Re: [Haskell-cafe] Writing binary files?

15 Sep 2004

      Marcin 'Qrczak' Kowalczyk wrote:
...
...
...
When I switch my environment to UTF-8, which may happen in a few
years, I will convert filenames to UTF-8 and set up mount options to
translate vfat filenames to/from UTF-8 instead of to ISO-8859-2.
But what about files which were been created by other people, who
don't use UTF-8?
All people sharing a filesystem should use the same encoding.
Again, this is just "hand waving" the issues away.
...
BTW, when ftping files between Windows and Unix, a good ftp client
should convert filenames to keep the same characters rather than
bytes, so CP-1250 encoded names don't come as garbage in the encoding
used on Unix which is definitely different (ISO-8859-2 or UTF-8) or
vice versa.
Which is fine if the FTP client can figure out which encoding is used
on the remote end. In practice, you have to tell it, i.e. have a list
of which servers (or even which directories on which servers) use
which encoding.
...
...
...
I expect good programs to understand that and display them
correctly no matter what technique they are using for the display.
When it comes to display, you have to have to deal with encoding
issues one way or another. But not all programs deal with display.
So you advocate using multiple encodings internally. This is in
general more complicated than what I advocate: using only Unicode
internally, limiting other encodings to I/O boundary.
How do you draw that conclusion from what I wrote here?

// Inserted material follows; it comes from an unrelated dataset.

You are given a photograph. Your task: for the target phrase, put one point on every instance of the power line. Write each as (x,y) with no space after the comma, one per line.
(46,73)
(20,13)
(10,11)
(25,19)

There are cases where it's advantages to use multiple encodings, but I
wasn't suggesting that in the above. What I'm suggesting in the above
is to sidestep the encoding issue by keeping filenames as byte strings
wherever possible.
...
...
The core OS and network server applications essentially remain
encoding-agnostic.
Which is a problem when they generate an email, e.g. to send a
non-empty output of a cron job, or report unauthorized use of sudo.
If the data involved is not pure ASCII, I will often be mangled.
It only gets mangled if you feed it to a program which is making
assumptions about the encoding. Non-MIME messages neither specify nor
imply an encoding. MIME messages can use either
"text/plain; charset=x-unknown" or application/octet-stream if they
don't undertand the encoding.

And program-generated email notifications frequently include text with
no known encoding (i.e. binary data). Or are you going to demand that
anyone who tries to hack into your system only sends it UTF-8 data so
that the alert messages are displayed correctly in your mail program?
...
It's rarely a problem in practice because filenames, command
arguments, error messages, user full names etc. are usually pure
ASCII. But this is slowly changing.
To the extent that non-ASCII filenames are used, I've encountered far
more filenames in both Latin1 and ISO-2022 than in UTF-8. Japanese FTP
sites typically use ISO-2022 for everything; even ASCII names may have
"\e(B" prepended to them.
...
...
But, as I keep pointing out, filenames are byte strings, not
character strings. You shouldn't be converting them to character
strings unless you have to.
Processing data in their original byte encodings makes supporting
multiple languages harder. Filenames which are inexpressible as
character strings get in the way of clean APIs. When considering only
filenames, using bytes would be sufficient, but in overall it's more
convenient to Unicodize them like other strings.
It also harms reliability. Depending upon the encoding, two distinct
byte strings may have the same Unicode representation.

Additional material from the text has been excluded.